Related tags Cell Protein Oncology

Researchers have identified two proteins involved in the process
that controls plant growth, which may help explain why human cells
reject chemotherapy drugs and could form a basis for new oncology

The discovery is good news for cancer sufferers, who for too long have had to endure a 'hit and miss' approach to treatment. The sheer variability and severity of different cancer types means that chemotherapy has to be tailored to the individual.

"The findings of these two studies have important implications for biomedicine because we now can identify the parts of these proteins that determine whether cells take up or throw off different molecules, such as cancer drugs,"​ said Purdue plant cell biologist Angus Murphy.

Scientists at the University of Zurich showed for first time that PGP1, a P-glycoprotein from the plant Arabidopsis, transports auxin out of plant cells and also out of yeast and mammalian cells. They also found that other PGP proteins move auxin into cells.

The scientists theorise that discovery of methods to control the plant protein's activity may aid in development of therapies to reduce drug dosages administered to cancer patients.

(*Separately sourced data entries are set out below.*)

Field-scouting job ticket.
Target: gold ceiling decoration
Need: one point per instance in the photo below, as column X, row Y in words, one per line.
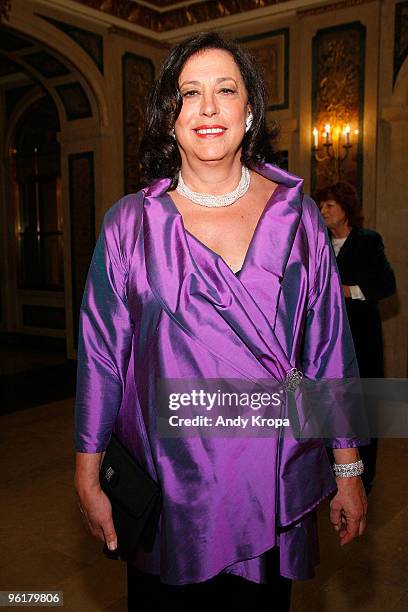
column 180, row 17
column 5, row 8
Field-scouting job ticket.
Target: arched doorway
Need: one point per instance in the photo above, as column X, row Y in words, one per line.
column 51, row 129
column 36, row 171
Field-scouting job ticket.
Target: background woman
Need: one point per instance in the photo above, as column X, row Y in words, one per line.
column 366, row 277
column 163, row 301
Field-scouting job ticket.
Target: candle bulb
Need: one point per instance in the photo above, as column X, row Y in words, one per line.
column 347, row 134
column 327, row 132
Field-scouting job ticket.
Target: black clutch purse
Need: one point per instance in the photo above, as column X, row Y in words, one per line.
column 135, row 498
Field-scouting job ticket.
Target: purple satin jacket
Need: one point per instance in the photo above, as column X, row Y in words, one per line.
column 158, row 303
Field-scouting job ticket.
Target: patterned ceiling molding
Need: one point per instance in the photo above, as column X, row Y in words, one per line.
column 189, row 15
column 327, row 8
column 400, row 37
column 152, row 42
column 5, row 8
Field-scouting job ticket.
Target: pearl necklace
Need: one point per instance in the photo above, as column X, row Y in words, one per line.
column 215, row 201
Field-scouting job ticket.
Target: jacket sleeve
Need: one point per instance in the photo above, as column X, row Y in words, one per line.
column 105, row 332
column 328, row 349
column 376, row 277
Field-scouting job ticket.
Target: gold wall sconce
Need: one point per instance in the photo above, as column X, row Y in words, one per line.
column 333, row 144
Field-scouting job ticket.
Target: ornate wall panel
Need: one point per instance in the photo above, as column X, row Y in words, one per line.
column 271, row 50
column 338, row 98
column 137, row 81
column 400, row 36
column 82, row 216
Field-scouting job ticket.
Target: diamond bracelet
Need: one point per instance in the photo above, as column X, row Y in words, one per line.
column 347, row 470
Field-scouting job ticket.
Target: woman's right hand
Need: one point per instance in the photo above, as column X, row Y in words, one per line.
column 97, row 511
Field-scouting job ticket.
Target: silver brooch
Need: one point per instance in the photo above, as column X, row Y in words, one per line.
column 292, row 380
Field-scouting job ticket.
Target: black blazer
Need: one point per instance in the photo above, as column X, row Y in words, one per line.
column 362, row 261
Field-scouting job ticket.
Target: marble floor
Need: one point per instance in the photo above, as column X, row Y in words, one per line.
column 44, row 544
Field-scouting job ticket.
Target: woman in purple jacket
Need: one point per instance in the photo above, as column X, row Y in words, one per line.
column 219, row 269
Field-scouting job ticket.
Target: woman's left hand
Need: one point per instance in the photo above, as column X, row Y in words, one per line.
column 348, row 509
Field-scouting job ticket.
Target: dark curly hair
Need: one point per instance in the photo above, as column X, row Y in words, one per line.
column 158, row 152
column 346, row 196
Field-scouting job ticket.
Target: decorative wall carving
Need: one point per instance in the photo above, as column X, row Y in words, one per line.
column 338, row 96
column 82, row 221
column 46, row 64
column 137, row 81
column 271, row 50
column 400, row 36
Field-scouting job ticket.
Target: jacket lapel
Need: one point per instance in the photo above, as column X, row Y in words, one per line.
column 233, row 317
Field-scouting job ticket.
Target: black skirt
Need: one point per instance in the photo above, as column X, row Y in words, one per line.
column 225, row 591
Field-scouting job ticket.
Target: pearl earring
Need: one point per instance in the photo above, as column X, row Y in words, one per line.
column 248, row 122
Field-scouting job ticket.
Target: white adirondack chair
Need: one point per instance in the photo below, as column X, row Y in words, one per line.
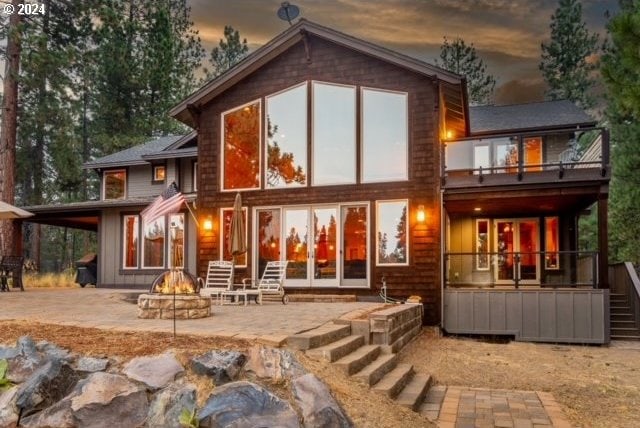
column 219, row 279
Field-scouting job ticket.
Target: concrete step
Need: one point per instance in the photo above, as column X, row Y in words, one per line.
column 394, row 381
column 618, row 337
column 336, row 350
column 624, row 332
column 317, row 337
column 357, row 360
column 374, row 371
column 414, row 392
column 622, row 324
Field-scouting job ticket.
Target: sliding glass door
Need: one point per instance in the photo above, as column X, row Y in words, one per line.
column 326, row 245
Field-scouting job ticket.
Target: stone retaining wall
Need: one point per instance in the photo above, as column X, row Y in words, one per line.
column 392, row 328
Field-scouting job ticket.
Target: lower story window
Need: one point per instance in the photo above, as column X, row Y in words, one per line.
column 161, row 246
column 325, row 245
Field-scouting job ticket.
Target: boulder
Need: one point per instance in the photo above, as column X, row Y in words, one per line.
column 105, row 400
column 273, row 363
column 222, row 366
column 91, row 365
column 27, row 360
column 156, row 371
column 8, row 409
column 246, row 405
column 102, row 400
column 319, row 408
column 48, row 385
column 169, row 403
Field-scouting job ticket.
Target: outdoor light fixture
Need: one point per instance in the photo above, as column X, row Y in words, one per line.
column 208, row 224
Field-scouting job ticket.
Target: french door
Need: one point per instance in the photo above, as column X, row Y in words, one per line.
column 326, row 245
column 517, row 243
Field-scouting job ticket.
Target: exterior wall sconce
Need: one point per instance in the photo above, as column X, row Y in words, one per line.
column 207, row 225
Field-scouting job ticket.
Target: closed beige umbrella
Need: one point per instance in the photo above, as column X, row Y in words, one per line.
column 237, row 239
column 8, row 211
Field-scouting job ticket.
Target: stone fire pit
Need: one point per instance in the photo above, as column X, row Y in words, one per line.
column 188, row 306
column 188, row 302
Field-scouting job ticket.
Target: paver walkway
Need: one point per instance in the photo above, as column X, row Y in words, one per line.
column 105, row 309
column 463, row 407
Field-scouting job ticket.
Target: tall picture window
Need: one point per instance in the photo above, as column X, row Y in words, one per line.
column 286, row 132
column 131, row 231
column 334, row 134
column 551, row 243
column 226, row 215
column 114, row 184
column 153, row 247
column 391, row 232
column 176, row 241
column 241, row 148
column 482, row 244
column 384, row 136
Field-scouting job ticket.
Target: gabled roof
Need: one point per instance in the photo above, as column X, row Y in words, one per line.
column 284, row 41
column 160, row 148
column 527, row 117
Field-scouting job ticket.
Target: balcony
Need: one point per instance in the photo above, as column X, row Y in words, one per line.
column 562, row 269
column 556, row 157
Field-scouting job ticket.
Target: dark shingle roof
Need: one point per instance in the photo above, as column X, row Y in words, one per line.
column 522, row 117
column 133, row 155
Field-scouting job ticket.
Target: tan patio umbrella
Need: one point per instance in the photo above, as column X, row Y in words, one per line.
column 237, row 240
column 8, row 211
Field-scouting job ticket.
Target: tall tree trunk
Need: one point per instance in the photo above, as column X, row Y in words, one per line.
column 9, row 128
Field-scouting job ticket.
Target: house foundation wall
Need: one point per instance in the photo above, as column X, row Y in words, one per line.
column 540, row 315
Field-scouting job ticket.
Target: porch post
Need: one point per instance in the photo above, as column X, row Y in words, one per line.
column 603, row 243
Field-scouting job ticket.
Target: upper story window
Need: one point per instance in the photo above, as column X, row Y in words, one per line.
column 384, row 136
column 114, row 184
column 159, row 173
column 287, row 138
column 334, row 134
column 241, row 148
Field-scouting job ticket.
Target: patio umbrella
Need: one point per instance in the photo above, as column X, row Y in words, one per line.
column 237, row 241
column 8, row 211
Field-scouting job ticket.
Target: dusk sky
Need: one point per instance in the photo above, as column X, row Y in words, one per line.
column 506, row 33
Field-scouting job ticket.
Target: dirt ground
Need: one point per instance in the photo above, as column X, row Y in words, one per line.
column 596, row 386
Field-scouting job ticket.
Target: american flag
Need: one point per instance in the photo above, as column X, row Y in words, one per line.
column 168, row 202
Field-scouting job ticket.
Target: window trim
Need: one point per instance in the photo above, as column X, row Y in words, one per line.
column 476, row 242
column 164, row 246
column 407, row 225
column 124, row 242
column 546, row 251
column 154, row 176
column 104, row 183
column 194, row 175
column 260, row 144
column 362, row 142
column 312, row 168
column 265, row 132
column 245, row 211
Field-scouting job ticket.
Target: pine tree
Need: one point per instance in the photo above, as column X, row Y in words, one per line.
column 567, row 65
column 229, row 52
column 621, row 73
column 459, row 58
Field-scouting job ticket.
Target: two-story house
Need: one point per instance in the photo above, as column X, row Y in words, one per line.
column 363, row 166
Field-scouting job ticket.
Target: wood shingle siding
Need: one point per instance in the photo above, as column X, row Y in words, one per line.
column 332, row 63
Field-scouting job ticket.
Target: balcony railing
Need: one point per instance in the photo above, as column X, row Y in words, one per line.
column 542, row 269
column 552, row 153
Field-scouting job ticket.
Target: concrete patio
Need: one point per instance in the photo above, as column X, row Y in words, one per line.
column 106, row 309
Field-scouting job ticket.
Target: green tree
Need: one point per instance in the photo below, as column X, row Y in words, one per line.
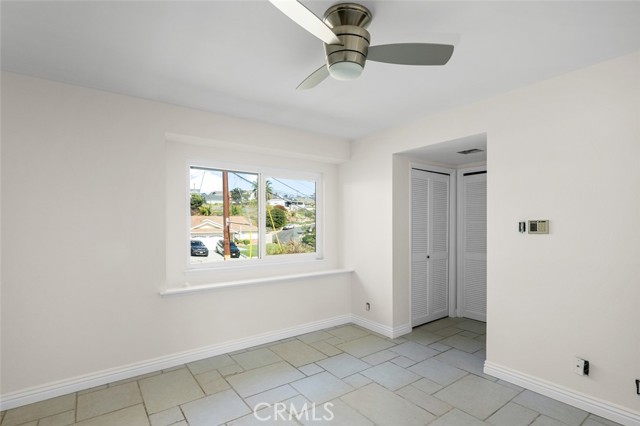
column 268, row 186
column 310, row 238
column 197, row 200
column 205, row 210
column 236, row 195
column 276, row 218
column 236, row 210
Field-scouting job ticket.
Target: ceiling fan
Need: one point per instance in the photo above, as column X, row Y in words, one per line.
column 346, row 42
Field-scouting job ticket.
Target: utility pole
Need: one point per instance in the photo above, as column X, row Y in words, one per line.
column 225, row 215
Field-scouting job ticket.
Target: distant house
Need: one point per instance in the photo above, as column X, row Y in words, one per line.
column 212, row 226
column 277, row 202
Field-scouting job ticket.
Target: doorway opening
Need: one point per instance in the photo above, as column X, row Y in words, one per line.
column 448, row 230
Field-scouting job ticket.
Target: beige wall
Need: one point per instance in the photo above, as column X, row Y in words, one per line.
column 84, row 232
column 566, row 150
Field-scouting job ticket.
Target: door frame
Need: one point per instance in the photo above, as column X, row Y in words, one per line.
column 459, row 239
column 453, row 212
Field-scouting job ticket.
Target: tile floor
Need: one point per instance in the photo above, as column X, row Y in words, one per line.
column 343, row 376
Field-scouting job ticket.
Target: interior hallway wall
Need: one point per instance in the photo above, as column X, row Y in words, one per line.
column 566, row 150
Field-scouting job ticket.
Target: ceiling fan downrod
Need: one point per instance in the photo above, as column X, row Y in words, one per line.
column 349, row 22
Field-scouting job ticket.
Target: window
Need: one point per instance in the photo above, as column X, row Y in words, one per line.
column 244, row 216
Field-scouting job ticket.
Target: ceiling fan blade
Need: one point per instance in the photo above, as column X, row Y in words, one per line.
column 306, row 19
column 411, row 53
column 314, row 79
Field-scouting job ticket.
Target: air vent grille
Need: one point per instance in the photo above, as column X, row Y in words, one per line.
column 470, row 151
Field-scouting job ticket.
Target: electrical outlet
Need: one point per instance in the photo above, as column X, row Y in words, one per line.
column 581, row 366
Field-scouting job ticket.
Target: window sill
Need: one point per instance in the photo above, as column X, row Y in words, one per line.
column 256, row 281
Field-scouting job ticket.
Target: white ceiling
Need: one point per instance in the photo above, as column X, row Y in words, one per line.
column 245, row 58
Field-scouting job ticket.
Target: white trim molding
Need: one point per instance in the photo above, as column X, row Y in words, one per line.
column 593, row 405
column 385, row 330
column 79, row 383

Both the multi-drug resistant PGPs in people and plants are part of a large family of proteins, called ATP-binding cassette (ABC) proteins that detoxify cells, send messages from cell to cell to influence biochemical reactions, and to regulate those reactions.

"Results of this research will give us a better idea of the functioning of the multi-drug resistance process in which human cancer cells reject anticancer treatments,"​ Murphy said.

In working together, the proteins apparently move molecules of the plant growth hormone auxin through cell walls. In humans, related proteins rid cells of toxins such as cancer drugs.

The best known member of another class of transport proteins, PIN1, also may be a transporter, but appears to function primarily as an aide for auxin transport.

This finding revealed that PINs and PGPs might function together in long-distance auxin transport, according to the research..

Named for the pin-shaped appearance of the mutant originally used to identify the gene that directs the activities of PIN1, these proteins are members of the major protein family, called facilators, that aid processes such as hormone transport.

"Recent evidence suggests that teamwork between PGP and PIN proteins determines the direction auxin moves and, therefore, how the plant develops,"​ Murphy said.

Murphy is corresponding author of the study published in the November issue of Plant Cell.